Depending on the viewer’s perception, ‘Don Verdean’ is the kind of movie, that can be perceived as either sincere or satirical… or somewhat both at the same time. Verdean is a fictitious freelance archaeologist and writer, who seemed somewhat motivated by ‘much’ faith to discover artefacts as hard evidence, to prove the reality of the events recorded in his faith’s scriptures. However, portrayed as a ‘well-known unknown’, he keeps us guessing, as to whether he is the real deal, capable of truly proving anything or not, including himself.
As the film progresses, with his dwindling popularity and lack of support by congregations of his faith, he becomes increasingly desperate to stay afloat – to prove himself more than his beliefs. This is when the quest for spiritual truth drifts ever more astray, to ‘merge’ with the quest for personal worldly success… in the guise of being for the good of the masses, when it is mainly for his own good.
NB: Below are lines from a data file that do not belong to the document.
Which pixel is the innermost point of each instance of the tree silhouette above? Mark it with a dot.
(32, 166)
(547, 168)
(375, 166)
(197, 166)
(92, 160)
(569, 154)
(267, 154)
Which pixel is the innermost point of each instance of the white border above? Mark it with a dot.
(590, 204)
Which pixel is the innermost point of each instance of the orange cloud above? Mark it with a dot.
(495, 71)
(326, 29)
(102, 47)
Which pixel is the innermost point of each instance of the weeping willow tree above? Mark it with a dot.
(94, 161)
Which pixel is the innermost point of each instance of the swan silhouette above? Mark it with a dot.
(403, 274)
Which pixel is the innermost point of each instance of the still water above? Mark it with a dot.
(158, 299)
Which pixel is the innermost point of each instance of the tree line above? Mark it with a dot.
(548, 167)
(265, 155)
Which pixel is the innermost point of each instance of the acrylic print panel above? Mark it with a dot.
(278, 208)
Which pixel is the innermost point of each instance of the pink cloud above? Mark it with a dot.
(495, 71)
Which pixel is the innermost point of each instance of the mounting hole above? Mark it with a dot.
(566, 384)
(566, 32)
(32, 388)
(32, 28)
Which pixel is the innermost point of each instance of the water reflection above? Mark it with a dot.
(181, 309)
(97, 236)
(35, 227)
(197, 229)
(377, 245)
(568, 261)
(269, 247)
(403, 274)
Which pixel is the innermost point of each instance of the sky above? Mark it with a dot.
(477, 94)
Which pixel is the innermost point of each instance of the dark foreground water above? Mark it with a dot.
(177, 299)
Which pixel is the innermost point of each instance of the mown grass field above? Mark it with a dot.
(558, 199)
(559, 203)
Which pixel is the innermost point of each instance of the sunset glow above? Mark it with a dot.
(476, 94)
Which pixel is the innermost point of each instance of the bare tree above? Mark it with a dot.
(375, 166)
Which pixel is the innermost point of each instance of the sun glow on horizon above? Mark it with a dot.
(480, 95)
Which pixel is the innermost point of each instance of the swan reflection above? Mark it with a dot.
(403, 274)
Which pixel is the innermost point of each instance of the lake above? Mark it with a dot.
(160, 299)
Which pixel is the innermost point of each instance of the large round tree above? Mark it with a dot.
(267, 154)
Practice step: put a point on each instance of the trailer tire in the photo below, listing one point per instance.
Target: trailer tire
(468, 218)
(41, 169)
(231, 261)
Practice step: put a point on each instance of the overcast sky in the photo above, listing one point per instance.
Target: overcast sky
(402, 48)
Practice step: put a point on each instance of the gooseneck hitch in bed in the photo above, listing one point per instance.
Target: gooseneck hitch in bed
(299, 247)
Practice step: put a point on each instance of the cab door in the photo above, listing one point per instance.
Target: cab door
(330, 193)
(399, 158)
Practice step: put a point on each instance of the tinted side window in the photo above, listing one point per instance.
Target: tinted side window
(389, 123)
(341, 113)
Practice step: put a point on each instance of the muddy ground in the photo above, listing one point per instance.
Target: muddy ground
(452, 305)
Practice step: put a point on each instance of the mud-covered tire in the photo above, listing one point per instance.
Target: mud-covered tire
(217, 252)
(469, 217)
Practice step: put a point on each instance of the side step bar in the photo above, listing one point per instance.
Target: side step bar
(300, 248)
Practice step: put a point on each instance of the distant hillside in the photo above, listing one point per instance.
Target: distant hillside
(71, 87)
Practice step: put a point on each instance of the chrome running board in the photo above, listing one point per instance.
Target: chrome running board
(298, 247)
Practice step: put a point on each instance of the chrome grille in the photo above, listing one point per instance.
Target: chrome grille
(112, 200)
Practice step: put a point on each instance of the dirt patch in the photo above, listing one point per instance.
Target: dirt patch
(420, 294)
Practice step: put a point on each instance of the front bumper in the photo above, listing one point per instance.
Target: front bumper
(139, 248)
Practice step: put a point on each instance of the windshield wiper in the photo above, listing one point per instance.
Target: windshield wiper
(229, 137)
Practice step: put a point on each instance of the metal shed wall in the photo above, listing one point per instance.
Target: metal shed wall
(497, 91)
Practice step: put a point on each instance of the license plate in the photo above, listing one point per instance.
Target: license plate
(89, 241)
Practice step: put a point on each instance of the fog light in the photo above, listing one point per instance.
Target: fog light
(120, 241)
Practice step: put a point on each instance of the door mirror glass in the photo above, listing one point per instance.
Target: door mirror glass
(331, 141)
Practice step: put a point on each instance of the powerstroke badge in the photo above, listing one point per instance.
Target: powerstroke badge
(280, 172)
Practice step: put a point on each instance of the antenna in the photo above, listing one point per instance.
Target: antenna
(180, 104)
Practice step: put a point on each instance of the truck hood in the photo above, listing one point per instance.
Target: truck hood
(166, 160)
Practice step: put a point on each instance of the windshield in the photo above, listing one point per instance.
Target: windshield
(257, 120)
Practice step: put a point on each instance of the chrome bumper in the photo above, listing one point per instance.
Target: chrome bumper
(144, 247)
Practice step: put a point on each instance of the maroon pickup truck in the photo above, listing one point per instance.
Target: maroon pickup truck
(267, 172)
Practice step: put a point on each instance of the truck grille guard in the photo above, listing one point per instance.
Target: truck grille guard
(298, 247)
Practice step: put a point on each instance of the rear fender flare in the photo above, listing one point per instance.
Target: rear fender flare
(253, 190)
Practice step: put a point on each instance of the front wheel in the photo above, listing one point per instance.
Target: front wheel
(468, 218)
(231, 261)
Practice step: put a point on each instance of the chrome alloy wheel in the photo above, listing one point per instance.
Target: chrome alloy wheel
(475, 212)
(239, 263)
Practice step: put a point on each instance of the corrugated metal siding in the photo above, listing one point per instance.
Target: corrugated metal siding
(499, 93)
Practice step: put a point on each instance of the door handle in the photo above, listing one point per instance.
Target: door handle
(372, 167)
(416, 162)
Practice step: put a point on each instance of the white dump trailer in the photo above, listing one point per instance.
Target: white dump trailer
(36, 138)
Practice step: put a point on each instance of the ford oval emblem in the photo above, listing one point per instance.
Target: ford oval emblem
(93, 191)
In the bid to prove his faith’s truthfulness, he proved his lack of faith in the value of truthfulness, thus betraying himself and its teachings.
The story shows how lines can be easily and seriously, even if also comically blurred. In the name of good faith, eager preachers can succumb to bad faith. Perhaps this is critique on the irony of how some of the ‘super religious’ who turn out to be cheats are actually super irreligious in secret. Perhaps, as portrayed in the case of Verdean, some had good intentions at first. However, with insufficient faith mixed with conflicting enthusiasm to more sufficiently share their faith, things spin out of control. Add the ‘right’ mix of equally, if not more eager ‘faithful’ supporters, and one eventually becomes a ‘Don Verdean’.